PORT: Schools shouldn’t have excused students for anti-gun protests

By Staff | Mar 23, 2018

This past week, the school walk out protests, organized across the nation by left-wing groups, were executed with a degree of maturity I frankly didn’t expect.

Good work, kids. I’m sincerely glad you took the time to have your say, even though you’re mostly wrong.

The kids promoted the idea that school shootings and gun violence in America are some sort of an epidemic.

In reality, gun violence has been at or near generational lows for years now according to FBI data, and about 10 times more kids die walking or riding their bikes to school in a given year than from shootings at school (which have declined in both incidence and body counts over the past 25 years, contrary to the impression you might have gotten from sensational media coverage).

“Over the past quarter-century, on average about 10 students are slain in school shootings annually,” James Alan Fox, the Lipman Professor of Criminology, Law and Public Policy at Northeastern University, wrote for USA Today recently. “Compare the school fatality rate with the more than 100 school-age children accidentally killed each year riding their bikes or walking to school.”

If we really want to save the lives of children, where are the walk out protests in favor of mandatory bike helmet laws?

Still, one needn’t be correct to exercise the rights guaranteed us by the First Amendment.

Our public schools must, however, treat all speech equally.

Many schools in our part of the world excused students so they could participate in the demonstrations.

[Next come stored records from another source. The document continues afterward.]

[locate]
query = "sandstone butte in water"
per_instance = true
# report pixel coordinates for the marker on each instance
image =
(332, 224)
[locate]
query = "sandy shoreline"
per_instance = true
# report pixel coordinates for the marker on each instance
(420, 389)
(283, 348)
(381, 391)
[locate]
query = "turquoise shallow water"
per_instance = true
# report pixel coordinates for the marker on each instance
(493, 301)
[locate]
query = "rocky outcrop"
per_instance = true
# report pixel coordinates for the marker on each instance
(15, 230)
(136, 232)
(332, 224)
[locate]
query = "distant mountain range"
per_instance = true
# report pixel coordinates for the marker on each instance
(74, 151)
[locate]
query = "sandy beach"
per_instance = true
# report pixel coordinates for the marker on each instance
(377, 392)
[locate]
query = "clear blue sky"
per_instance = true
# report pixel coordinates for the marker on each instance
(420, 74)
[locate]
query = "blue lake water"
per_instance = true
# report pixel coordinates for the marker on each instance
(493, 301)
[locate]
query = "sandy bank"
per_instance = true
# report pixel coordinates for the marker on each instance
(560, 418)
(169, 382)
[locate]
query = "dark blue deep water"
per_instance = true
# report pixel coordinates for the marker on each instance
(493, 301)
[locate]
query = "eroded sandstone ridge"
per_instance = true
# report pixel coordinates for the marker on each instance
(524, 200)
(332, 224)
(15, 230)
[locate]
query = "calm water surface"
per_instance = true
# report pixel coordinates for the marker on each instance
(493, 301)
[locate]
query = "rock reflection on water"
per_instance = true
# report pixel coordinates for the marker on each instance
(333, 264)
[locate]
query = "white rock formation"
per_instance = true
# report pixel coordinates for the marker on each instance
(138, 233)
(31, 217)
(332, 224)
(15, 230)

That was the wrong decision, not least because it sets a precedent for future episodes of student activism.

One would hope that schools making an allowance for anti-gun rights demonstrations organized by left wing groups would show a similar deference and willingness to facilitate demonstrations against, say, abortion.

Could a pro-life organization hoping to rally students in favor of abortion restrictions expect the same level of cooperation anti-gun demonstrators got from school administrators?

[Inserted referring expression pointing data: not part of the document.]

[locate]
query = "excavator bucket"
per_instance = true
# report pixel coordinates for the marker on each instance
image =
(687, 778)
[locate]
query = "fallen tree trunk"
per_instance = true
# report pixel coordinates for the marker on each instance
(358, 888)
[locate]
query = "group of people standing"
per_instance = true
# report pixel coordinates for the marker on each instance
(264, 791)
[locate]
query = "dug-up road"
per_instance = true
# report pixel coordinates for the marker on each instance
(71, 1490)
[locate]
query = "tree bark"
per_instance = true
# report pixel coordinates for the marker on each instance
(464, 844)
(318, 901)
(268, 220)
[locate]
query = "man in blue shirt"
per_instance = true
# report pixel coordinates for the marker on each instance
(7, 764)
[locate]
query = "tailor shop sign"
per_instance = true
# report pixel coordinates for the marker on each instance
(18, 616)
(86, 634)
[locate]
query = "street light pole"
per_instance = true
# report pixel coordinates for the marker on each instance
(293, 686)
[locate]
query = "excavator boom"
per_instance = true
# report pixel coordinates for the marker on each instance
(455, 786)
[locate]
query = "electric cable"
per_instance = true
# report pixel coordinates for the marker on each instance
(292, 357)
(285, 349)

Would students be allowed to disrupt class, and the school day, with no repercussions to speak out in favor of tax cuts?

Perhaps some right-of-center groups should test those questions, because school officials have now obligated themselves to a certain approach to student activism.

An important free speech concept is the idea that all speech should be treated equally. Public officials cannot pick and choose which sort of speech to facilitate, and which to inhibit, based on the content of that speech.

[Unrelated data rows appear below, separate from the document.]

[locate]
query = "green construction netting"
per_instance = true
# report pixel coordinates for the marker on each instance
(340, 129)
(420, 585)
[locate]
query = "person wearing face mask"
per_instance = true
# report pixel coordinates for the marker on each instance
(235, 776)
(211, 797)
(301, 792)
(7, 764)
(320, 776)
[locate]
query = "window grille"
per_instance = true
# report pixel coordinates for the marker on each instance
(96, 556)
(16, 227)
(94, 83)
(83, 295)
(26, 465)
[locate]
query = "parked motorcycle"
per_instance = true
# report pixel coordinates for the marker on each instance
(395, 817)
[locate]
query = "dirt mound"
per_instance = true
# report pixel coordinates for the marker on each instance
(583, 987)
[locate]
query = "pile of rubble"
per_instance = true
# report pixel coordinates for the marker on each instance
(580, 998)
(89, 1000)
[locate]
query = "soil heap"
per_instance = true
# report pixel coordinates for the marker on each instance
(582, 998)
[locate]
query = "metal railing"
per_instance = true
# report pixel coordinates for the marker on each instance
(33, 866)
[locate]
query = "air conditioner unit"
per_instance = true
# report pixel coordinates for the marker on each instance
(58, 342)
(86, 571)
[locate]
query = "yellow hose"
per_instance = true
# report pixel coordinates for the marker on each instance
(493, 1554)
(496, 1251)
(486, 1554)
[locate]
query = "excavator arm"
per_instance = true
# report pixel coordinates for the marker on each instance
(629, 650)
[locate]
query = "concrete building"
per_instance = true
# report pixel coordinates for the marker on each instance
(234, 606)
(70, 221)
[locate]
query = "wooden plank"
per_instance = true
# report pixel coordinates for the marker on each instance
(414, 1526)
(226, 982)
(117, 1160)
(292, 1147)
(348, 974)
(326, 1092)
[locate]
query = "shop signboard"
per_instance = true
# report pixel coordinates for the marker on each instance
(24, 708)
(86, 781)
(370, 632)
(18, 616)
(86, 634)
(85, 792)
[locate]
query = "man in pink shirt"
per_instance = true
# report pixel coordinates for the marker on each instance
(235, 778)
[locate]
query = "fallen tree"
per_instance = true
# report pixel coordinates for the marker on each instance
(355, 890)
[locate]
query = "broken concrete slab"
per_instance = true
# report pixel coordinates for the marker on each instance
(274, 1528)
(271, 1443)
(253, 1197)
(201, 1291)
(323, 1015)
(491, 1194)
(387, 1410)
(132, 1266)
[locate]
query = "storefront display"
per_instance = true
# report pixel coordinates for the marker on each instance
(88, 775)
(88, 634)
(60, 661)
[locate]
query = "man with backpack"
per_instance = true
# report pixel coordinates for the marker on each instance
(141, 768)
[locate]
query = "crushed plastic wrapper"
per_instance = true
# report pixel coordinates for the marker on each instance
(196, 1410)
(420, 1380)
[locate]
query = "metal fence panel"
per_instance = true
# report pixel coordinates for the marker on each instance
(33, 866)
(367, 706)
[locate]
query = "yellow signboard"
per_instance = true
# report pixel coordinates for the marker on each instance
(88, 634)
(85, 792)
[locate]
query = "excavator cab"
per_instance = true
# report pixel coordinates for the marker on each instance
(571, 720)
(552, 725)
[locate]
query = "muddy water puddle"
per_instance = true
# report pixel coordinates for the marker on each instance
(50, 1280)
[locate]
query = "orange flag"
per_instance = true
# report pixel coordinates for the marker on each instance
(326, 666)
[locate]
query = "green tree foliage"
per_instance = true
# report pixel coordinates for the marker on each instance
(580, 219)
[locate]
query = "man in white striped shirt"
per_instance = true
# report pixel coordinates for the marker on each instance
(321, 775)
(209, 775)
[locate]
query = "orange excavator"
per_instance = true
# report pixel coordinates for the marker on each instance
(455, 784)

If anti-gun protesters get excused from class to demonstrate, so should protesters for any other cause. Including those school officials might find distasteful.

A better approach would have been for schools to apply their usual policies on absences. If schools allow parents to excuse their students for a protest, so be it. If the protesters are guilty of unexcused absences, then the usual penalties should apply.

After all, what good is an act of civil disobedience if there is no disobedience?